The 51-storey building proposed dedicates 10,000 square metres to the cultivation of crops, creating a vertical hydroponic farm.
It is expected to produce 270 tonnes of food per year, enough to feed roughly 40,000 people, creating a self-sustained food supply chain that manages cultivation, harvest, sale and consumption all within one building.
Meanwhile, the lush green on the 220-metre-tall office building Treehouse in Hong Kong, designed by RLP post-supertall ban, not only serves as a visual centrepiece but also provides self-shading inclined facades on the upper floors.
The project won the architecture category at Hong Kong Green Building Council's Advancing Net Zero Ideas competition.
Some studios are finding other ways to make sure their high-rise projects appeal to the authorities.
For example, China's General Office of the State Council previously signalled its desire to see transit-oriented development (TOD), which puts large construction projects hand-in-hand with railway improvements.
RLP is particularly interested in TOD and has used it to win support for a project well above the 250-metre "strictly restricted" threshold.
"Transit-oriented development is one of the architectural forms that maximise land use," RLP's Lu told Dezeen. "By reconnecting the transport system with nearby communities, the land is put into maximum usage."
Wuhan CTF Financial Centre, designed by RLP and currently under construction, is one of the latest examples of urban TOD in China.
It comprises a 475-metre-tall office building, two residential towers, and other commercial complexes, all connecting two urban rail transit lines.
"Alternatively, we can revitalise existing land resources, such as through transformation of old factories and less developed towns and villages, to achieve efficient reuse of space with reasonable layouts while improving the residents' living conditions," added Lu.
The Hong Kong-based studio recently revealed its redevelopment plan for Nanji Village in Haizhu district, Guangzhou.
This former "urban village" suffers from frequent floods during the monsoon season, while its transport and drainage infrastructure desperately needs an upgrade.

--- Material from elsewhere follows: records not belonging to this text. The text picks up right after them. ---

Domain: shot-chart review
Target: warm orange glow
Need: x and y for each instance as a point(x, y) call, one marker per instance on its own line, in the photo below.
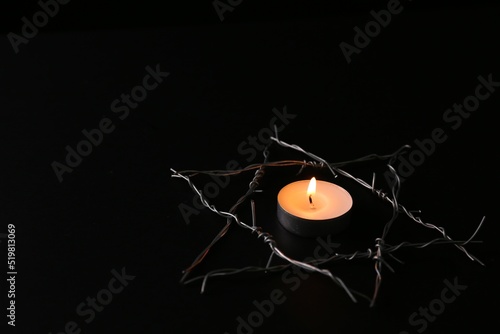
point(311, 189)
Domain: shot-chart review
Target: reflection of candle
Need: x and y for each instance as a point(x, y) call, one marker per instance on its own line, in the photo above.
point(313, 208)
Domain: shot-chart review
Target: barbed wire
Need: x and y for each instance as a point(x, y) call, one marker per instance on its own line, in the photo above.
point(380, 250)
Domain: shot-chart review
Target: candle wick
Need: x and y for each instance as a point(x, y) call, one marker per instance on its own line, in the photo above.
point(311, 202)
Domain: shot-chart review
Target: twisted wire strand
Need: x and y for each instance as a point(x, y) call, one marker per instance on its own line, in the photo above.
point(381, 248)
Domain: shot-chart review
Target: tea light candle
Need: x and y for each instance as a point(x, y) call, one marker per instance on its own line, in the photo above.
point(313, 208)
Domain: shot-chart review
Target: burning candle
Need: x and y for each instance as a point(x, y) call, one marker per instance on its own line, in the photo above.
point(312, 208)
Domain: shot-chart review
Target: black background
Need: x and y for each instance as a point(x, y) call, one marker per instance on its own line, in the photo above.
point(119, 208)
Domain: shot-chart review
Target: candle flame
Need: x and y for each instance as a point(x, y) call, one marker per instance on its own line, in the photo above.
point(311, 189)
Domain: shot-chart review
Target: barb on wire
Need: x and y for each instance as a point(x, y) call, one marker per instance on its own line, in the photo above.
point(378, 254)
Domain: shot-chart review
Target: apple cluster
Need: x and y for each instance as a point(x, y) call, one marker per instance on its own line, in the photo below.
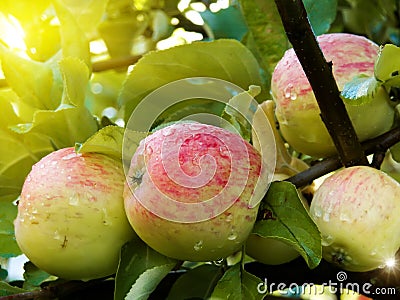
point(190, 192)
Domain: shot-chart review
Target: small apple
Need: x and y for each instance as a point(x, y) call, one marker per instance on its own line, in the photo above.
point(357, 212)
point(297, 110)
point(190, 191)
point(71, 220)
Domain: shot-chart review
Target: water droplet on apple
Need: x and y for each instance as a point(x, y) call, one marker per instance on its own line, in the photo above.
point(218, 262)
point(229, 218)
point(57, 236)
point(344, 217)
point(288, 91)
point(73, 200)
point(223, 151)
point(70, 156)
point(168, 131)
point(148, 150)
point(106, 218)
point(232, 236)
point(198, 245)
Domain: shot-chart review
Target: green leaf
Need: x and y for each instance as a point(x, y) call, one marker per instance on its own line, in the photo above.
point(138, 259)
point(388, 63)
point(107, 140)
point(75, 75)
point(223, 59)
point(88, 14)
point(148, 281)
point(226, 23)
point(3, 274)
point(73, 40)
point(237, 284)
point(266, 38)
point(321, 14)
point(29, 79)
point(360, 90)
point(63, 127)
point(34, 277)
point(6, 289)
point(8, 212)
point(284, 218)
point(240, 110)
point(196, 283)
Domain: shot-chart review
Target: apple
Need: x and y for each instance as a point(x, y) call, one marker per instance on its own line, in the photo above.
point(71, 220)
point(297, 110)
point(357, 212)
point(190, 192)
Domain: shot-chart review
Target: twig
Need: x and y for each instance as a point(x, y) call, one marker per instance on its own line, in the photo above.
point(319, 74)
point(378, 144)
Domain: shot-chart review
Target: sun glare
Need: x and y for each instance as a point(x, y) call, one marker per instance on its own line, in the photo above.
point(390, 263)
point(12, 33)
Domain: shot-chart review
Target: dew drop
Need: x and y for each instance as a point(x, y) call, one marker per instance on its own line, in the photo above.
point(148, 150)
point(318, 213)
point(73, 200)
point(327, 240)
point(57, 236)
point(344, 217)
point(223, 151)
point(232, 236)
point(70, 156)
point(229, 218)
point(198, 246)
point(168, 131)
point(195, 126)
point(288, 91)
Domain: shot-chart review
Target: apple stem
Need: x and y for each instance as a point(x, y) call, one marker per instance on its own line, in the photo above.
point(319, 73)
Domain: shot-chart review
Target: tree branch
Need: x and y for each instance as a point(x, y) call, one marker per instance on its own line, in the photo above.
point(378, 144)
point(319, 74)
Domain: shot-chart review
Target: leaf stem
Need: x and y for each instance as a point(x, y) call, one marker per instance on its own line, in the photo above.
point(319, 74)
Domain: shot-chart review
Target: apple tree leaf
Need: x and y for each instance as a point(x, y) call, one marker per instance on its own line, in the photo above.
point(237, 284)
point(107, 140)
point(321, 14)
point(282, 216)
point(240, 110)
point(29, 79)
point(225, 23)
point(8, 212)
point(223, 59)
point(266, 37)
point(360, 90)
point(73, 40)
point(198, 283)
point(148, 281)
point(6, 289)
point(34, 277)
point(387, 66)
point(138, 259)
point(3, 274)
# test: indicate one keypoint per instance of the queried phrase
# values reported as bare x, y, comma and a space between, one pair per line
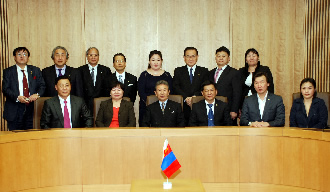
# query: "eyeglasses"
22, 54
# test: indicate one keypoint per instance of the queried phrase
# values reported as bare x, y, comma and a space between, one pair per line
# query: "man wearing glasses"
22, 84
129, 80
95, 78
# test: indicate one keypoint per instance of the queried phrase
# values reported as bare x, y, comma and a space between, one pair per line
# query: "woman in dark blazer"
308, 111
252, 66
116, 112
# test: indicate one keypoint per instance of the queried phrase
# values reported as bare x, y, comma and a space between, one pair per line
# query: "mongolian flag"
170, 164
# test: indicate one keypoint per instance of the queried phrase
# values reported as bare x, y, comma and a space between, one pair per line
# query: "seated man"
65, 110
263, 109
210, 111
163, 113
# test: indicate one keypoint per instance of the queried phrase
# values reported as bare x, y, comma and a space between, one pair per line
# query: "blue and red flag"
170, 164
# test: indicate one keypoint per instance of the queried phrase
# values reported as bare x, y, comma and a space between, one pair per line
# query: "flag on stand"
170, 164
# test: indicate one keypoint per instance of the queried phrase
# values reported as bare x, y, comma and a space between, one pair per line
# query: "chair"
177, 98
38, 105
97, 103
199, 98
322, 95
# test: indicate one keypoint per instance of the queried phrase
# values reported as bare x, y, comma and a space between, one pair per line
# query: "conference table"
231, 159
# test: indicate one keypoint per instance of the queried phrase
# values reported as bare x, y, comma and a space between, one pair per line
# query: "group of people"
249, 92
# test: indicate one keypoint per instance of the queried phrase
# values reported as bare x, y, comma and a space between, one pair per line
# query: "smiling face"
60, 58
209, 92
155, 62
93, 57
307, 90
222, 58
252, 59
63, 88
162, 92
261, 85
21, 57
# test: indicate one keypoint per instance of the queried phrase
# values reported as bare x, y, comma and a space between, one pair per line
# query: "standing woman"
308, 111
148, 79
252, 66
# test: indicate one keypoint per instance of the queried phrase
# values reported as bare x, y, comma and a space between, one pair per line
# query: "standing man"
96, 77
65, 110
129, 80
263, 109
22, 84
210, 111
188, 79
60, 56
228, 81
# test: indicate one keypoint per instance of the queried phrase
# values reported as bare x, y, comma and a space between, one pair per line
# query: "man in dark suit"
129, 80
210, 111
263, 109
65, 110
96, 77
22, 84
188, 79
164, 112
228, 81
60, 56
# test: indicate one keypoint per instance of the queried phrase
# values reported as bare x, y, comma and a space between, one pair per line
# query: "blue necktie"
191, 76
59, 72
210, 116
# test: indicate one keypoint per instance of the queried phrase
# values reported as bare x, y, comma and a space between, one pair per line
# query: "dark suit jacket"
172, 117
101, 85
49, 74
274, 111
130, 85
229, 85
317, 118
52, 116
198, 116
126, 116
11, 91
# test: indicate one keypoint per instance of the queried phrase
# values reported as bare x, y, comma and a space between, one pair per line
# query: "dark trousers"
24, 118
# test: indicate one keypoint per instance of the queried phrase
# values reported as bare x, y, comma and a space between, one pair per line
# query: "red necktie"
216, 75
25, 86
66, 116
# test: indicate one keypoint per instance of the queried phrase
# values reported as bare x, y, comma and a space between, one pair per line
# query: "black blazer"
172, 117
49, 75
198, 116
317, 118
229, 85
126, 116
52, 116
11, 91
245, 73
130, 86
274, 111
101, 85
181, 81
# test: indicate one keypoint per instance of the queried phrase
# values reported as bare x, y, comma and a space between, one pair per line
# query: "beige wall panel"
194, 23
61, 160
293, 162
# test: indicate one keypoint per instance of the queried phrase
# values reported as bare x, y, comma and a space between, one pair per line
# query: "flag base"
167, 185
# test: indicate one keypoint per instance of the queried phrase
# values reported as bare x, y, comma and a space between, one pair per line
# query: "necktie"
92, 75
120, 79
210, 116
25, 87
59, 72
163, 107
191, 75
66, 116
216, 75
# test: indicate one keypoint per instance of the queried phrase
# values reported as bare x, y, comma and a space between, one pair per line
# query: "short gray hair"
60, 47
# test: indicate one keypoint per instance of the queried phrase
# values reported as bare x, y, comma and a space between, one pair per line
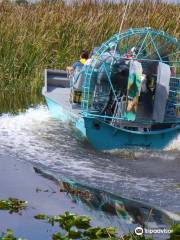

In response, RLP dug water canals into the village, reducing the threat of flooding and providing a better landscape for the local community.
Meanwhile, the studio preserved some of Nanji's historical buildings such as the old Guangzhou Shipyard, the ancestral hall of the historical ruling clan, and the Pak Tai Temple, but also added the Folk Culture Exhibition Hall and Central Square.
"I see no problem pursuing supertall skyscrapers, as long as their design reflects local culture and historical value," said Wen.
"Urban landmarks must first of all possess powerful shape and form, while incorporating relevant culture, events, and history into their presentation," he added.
Duncan predicts that China's attraction to skyscrapers is unlikely to disappear, but will be judged differently in the future.
"To the question of what makes a good landmark, I would certainly point to skyscrapers, because, if done well, they represent the pinnacle of engineering of their time," he said.
"The existential challenge before us now is how to achieve a better balance with our ecosystems, so the landmarks of our future will likely be those structures that most intelligently respond to that challenge."